Chainalysis, a leading blockchain analysis company, has unveiled its latest annual report, shedding light on the intricate world of crypto money laundering. The report, released today, divulges insights into how criminals leverage cryptocurrency to mask their illicit gains.
In a significant revelation, the report discloses a notable 30% decrease in crypto money laundering activities throughout 2023, plummeting from $31.5 billion to $22.2 billion.
This downturn is attributed partly to reduced trading volumes and partly to enhanced detection and prevention measures implemented within the industry.
Despite this positive trend, the report issues a stern caution regarding the emergence of sophisticated threat actors, exemplified by the North Korea-linked Lazarus Group, which is pioneering novel methods to circumvent tracking and sanctions.
The report delineates two primary categories of services and entities implicated in crypto money laundering:
Intermediary services and wallets: This encompasses personal wallets, mixers, instant exchangers, DeFi protocols, and other platforms facilitating the movement and camouflage of funds.
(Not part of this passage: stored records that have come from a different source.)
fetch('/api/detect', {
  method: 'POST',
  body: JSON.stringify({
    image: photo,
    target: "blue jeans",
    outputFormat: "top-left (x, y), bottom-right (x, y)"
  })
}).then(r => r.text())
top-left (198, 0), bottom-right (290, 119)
Fiat off-ramping services: This encapsulates entities converting cryptocurrency into fiat currency, predominantly centralized exchanges
Highlighted in the report is the burgeoning employment of intermediary services and wallets, notably blockchain bridges and gambling platforms, juxtaposed with a decline in the utilization of fiat off-ramping services.
This strategic shift indicates an endeavor by criminals to sidestep regulatory scrutiny as authorities wield greater oversight over fiat off-ramping channels.
Illicit Funds Funneled Through DeFi Surges: Chainalysis
A striking observation within the Chainalysis report is the escalating proportion of illicit funds funneled into DeFi protocols, soaring from 0.3% in 2022 to 1.5% in 2023.
This upsurge correlates with the exponential growth of total value locked in DeFi, surpassing $100 billion in 2023. However, the report underscores that despite its allure, DeFi remains transparent and traceable, impeding its efficacy as a laundering avenue.
Furthermore, the report underscores the case of the Lazarus Group, a notorious hacking syndicate implicated in various cyberattacks and cryptocurrency thefts.
Leveraging a plethora of protocols, including mixers and cross-chain bridges, the group endeavors to obfuscate the origins and destinations of their ill-gotten gains. Notably, the report highlights the surge in popularity of YoMix, a mixer adopted by the Lazarus Group following the closure of Sinbad in November 2023.